To confirm the role of microtubule stabilization in T-tubule remodeling, cardiomyocytes were treated with taxol, a microtubule polymerizing agent. Taxol treatment exaggerated the densification and aggregation of the microtubule network, especially at 72 hrs (Figure 4A). Disorganization of T-tubules was also exacerbated in cardiomyocytes treated with taxol for 72 hrs as compared to control cardiomyocytes, and this effect was antagonized by nocodazole treatment (Figure 4B, C). These data provide further evidence that microtubule stabilization is associated with loss of T-tubule integrity in vivo after TAB and in isolated, cultured myocytes.
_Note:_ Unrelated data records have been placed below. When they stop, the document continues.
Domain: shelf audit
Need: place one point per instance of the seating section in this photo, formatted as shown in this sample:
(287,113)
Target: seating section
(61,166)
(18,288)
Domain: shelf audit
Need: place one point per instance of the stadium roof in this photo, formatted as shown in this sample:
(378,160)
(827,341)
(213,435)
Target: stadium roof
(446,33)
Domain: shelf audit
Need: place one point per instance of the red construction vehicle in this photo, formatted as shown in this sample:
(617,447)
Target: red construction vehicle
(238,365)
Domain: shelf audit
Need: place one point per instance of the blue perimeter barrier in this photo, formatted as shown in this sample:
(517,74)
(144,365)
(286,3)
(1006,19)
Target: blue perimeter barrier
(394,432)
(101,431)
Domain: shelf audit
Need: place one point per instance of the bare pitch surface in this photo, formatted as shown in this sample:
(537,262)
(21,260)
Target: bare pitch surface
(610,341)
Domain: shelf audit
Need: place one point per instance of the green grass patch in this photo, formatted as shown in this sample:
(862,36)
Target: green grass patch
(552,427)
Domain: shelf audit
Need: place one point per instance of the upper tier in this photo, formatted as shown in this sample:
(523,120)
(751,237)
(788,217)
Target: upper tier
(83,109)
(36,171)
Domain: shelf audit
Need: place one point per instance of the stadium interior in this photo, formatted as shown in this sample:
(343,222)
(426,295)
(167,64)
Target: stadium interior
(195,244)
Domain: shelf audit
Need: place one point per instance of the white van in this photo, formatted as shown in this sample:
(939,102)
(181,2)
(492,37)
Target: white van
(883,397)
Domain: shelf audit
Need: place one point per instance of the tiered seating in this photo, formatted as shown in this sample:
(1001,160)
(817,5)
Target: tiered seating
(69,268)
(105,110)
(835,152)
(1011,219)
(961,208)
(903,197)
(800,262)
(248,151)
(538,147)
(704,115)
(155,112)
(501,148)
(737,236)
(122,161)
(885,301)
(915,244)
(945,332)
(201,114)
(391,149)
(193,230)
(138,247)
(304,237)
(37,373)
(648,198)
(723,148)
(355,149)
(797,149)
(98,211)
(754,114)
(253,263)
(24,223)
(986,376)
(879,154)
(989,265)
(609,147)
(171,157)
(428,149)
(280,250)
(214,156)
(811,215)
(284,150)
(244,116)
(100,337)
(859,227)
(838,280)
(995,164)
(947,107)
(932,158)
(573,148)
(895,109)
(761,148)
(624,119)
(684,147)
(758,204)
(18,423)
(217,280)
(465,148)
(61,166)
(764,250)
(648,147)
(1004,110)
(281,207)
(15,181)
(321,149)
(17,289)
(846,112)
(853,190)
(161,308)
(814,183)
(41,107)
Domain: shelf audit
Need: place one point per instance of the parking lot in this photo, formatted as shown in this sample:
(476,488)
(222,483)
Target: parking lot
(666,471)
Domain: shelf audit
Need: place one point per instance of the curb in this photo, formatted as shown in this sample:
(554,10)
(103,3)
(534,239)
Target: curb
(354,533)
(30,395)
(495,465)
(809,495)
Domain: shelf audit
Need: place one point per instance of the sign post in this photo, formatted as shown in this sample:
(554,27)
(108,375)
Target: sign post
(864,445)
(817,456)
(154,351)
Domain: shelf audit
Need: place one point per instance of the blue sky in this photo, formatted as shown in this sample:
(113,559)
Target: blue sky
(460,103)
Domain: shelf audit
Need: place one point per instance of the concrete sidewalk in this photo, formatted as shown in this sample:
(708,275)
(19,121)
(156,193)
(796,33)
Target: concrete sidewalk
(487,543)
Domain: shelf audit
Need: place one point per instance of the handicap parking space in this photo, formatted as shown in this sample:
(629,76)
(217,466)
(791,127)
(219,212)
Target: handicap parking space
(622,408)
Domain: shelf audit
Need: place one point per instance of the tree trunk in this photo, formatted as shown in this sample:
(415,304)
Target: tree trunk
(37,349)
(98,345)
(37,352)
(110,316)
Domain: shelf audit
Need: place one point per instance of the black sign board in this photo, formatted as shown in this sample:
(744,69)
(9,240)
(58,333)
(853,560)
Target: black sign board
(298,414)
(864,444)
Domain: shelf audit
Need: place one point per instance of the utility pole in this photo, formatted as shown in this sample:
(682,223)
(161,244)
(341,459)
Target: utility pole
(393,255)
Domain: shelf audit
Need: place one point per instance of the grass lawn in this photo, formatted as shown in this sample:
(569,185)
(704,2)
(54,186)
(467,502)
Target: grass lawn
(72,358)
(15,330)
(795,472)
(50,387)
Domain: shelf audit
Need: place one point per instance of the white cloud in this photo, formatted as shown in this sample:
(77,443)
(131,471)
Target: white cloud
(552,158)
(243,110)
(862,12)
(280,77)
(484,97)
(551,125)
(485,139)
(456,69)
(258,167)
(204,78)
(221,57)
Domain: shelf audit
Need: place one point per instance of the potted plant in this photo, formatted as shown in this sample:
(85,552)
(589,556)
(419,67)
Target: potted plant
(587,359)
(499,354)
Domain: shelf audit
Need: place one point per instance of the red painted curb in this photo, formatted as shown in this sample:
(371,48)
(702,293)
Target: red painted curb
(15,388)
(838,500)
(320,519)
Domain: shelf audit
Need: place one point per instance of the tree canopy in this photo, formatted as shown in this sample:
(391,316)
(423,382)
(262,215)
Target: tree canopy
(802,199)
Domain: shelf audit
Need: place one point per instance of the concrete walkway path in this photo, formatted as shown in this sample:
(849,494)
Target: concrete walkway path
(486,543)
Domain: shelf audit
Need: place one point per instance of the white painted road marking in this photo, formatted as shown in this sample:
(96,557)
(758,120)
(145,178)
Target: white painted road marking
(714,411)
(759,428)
JP2 silencing abolishes the T-tubule protection by nocodazole
We recently reported that JP2, which tethers T-tubules to the SR and is a critical safeguard of the cardiac dyad, is required to maintain T-tubule integrity.22 To examine whether JP2 is involved in the microtubule densification-mediated T-tubule disorganization, we next performed studies in mice that express a cardiac-specific tamoxifen-inducible JP2 shRNA.27 Figure 5A demonstrates robust JP2 silencing in hearts from JP2 knockdown (JP2-KD) mice following 10-day tamoxifen injection (40 mg per kg per day; See Supplemental Figure S2 for an incomplete knockdown with lower dosage and/or shorter injection period). Cardiomyocytes freshly isolated from JP2 KD mice demonstrated significant disorganization of T-tubules (Figure 5B). In contrast to wild type hearts, treatment with nocodazole failed to protect JP2-KD myocytes from T-tubule remodeling associated with culture (Figure 5C, D). These data indicate that JP2 is required for mediating the protective effect of microtubule depolymerization on T-tubule architecture.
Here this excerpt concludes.